Operators slice radiation dose by 48% after workshop

Interventional cardiologists who participated in a 90-minute course that emphasized radiation safety principals reduced patient radiation dose by 48 percent in diagnostic catheterizations. Results from the multicenter study were published online March 19 in the Journal of the American College of Cardiology: Cardiovascular Interventions.

Eberhard Kuon, MD, of the Klinik Fraenkische Schweiz in Ebermannstadt, Germany, and colleagues evaluated the use of ELICIT (Encourage Less-Irradiation Cardiac Intervention Techniques), which had positive results in a single-center pilot study, in a broader setting. Between 2003 and 2009, they enrolled 177 cardiologists from 32 centers in Germany as voluntary participants in the minicourse.

Twenty-three of the 177 cardiologists subsequently chose to not participate but were included in the analysis to study temporal trends.

ELICIT is a free, interactive workshop that focuses on dose-reduction principals. It includes discussion and videos on radiographic runs and frames, consistent collimation, low-level acquisition modes during radiography and fluoroscopy, angulations and other practices. Before the minicourse, operators had access to anonymous but individualized baseline patient exposure results that revealed suboptimal but modifiable practices.

“The minicourse does not primarily intend to instruct, rather it intends to discuss established radiation safety guidelines and to train under practical conditions for consistent collimation (e.g., fluoroscopic intubation into the coronary orifices by collimated ‘buttonhole’ technique), shortened radiographic runs, merely adequate image quality, lower pulse rates, and less-irradiating angulations,” Kuon et al explained. “Each step toward improved radiation safety practice was illustrated by fluoroscopic or radiographic runs.”

Participants’ median patient dose area product for coronary angiography decreased by 48 percent, from 26.5 Gy x cm2 at baseline to 13.7 Gy x cm2. Participants reduced fluoroscopy times by 21 percent, had shorter and fewer radiographic runs and better collimation.
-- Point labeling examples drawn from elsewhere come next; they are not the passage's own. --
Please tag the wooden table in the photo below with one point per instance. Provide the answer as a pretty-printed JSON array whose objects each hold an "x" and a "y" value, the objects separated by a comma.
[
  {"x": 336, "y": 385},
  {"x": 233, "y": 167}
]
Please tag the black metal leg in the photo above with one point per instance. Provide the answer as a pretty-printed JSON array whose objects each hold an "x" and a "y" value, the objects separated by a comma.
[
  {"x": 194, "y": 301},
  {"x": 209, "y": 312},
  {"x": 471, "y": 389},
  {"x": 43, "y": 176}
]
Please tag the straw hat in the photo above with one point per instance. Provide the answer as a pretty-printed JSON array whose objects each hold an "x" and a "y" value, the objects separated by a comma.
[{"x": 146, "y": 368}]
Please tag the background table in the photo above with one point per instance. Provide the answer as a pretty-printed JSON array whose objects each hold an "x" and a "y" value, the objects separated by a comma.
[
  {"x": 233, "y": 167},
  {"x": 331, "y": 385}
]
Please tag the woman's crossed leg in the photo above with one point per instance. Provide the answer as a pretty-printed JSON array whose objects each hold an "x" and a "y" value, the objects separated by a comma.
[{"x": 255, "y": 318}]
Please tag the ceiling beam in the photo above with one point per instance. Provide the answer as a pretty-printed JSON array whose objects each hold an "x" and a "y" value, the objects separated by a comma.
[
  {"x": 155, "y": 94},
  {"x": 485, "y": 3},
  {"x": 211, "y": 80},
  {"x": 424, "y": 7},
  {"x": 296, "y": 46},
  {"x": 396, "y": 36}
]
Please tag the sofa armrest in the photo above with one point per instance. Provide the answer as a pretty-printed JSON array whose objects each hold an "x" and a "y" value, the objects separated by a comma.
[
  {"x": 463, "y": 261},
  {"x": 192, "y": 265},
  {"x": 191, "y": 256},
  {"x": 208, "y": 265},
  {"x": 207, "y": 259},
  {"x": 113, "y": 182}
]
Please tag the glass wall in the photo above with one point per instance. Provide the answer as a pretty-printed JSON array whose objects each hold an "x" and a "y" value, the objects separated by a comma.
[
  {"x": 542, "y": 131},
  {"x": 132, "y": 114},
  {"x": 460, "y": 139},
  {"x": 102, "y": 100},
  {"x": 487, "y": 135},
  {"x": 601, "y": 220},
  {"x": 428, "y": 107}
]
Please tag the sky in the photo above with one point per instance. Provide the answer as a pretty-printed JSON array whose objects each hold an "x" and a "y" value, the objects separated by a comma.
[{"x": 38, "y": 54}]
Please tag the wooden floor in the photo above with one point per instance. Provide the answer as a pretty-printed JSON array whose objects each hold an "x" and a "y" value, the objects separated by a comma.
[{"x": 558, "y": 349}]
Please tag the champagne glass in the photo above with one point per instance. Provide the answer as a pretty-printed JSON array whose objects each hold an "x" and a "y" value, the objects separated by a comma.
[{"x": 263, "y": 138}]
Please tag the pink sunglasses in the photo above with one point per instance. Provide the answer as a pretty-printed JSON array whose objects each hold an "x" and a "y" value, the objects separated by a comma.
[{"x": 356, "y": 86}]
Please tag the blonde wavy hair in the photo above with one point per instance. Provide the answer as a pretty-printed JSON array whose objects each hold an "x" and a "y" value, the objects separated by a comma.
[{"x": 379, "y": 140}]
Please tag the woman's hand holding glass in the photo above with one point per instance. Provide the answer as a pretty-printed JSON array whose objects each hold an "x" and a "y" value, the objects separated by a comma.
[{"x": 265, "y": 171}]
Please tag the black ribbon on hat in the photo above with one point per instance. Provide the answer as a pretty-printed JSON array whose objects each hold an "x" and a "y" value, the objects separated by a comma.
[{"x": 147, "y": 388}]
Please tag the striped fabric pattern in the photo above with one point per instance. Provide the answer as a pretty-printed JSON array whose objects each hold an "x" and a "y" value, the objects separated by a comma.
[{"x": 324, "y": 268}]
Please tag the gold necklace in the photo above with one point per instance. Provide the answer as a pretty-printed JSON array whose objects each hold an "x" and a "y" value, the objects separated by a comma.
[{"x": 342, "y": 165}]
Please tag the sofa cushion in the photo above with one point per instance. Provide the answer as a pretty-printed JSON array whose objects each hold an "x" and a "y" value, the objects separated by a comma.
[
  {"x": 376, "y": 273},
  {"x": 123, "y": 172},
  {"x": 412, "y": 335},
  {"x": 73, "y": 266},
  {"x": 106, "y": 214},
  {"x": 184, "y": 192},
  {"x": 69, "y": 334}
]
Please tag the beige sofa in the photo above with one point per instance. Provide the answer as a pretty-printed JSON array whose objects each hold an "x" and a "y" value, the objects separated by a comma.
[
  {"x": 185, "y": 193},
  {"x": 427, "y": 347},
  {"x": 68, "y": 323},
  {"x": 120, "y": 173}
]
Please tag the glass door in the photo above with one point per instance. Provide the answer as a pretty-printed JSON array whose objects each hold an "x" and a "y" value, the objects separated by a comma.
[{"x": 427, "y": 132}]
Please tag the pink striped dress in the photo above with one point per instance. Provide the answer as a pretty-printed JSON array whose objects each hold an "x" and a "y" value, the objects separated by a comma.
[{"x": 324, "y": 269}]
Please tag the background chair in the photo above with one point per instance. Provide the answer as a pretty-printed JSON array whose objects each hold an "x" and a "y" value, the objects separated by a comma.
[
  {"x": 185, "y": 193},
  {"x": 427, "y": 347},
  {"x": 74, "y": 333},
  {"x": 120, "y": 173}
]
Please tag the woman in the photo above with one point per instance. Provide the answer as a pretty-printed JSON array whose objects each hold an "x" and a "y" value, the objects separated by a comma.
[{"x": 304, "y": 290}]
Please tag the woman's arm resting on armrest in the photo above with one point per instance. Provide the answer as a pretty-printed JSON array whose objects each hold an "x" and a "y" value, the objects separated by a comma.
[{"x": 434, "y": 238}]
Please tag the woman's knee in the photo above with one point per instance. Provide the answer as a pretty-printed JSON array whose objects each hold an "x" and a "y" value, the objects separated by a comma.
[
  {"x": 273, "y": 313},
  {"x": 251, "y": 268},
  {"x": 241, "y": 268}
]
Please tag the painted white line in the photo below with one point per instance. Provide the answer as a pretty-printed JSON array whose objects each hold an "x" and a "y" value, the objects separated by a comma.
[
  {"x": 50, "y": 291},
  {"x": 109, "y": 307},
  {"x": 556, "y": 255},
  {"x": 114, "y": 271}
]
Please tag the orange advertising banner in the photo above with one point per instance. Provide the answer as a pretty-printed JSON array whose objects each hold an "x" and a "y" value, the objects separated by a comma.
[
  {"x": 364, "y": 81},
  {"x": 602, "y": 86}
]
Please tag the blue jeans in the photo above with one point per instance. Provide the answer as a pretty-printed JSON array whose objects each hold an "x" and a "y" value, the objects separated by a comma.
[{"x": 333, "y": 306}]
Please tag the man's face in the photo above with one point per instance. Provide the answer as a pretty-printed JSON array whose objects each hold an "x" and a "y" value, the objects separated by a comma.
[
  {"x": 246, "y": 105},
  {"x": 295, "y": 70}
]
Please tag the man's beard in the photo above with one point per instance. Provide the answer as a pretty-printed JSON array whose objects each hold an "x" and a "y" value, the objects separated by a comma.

Dose-related parameters for the 23 interventional cardiologists who did not attend the minicourse did not change in the median 3.7 months after the workshop.

“Consistent collimation and merely adequate duration of runs proved to be effective radiation-reducing techniques and are within the reach of every interventionalist,” they wrote.

The researchers also emphasized the benefit of benchmarking performance against peers. “We have learned that it is highly convincing and motivating for an interventional cardiologist to experience competitive comparison of his individual technical performance in daily routine with radiation-reducing interventional benchmarks and various strategies as implemented by thoroughly experienced colleagues at widely-accepted cardiac centers using comparable or identical catheterization systems.”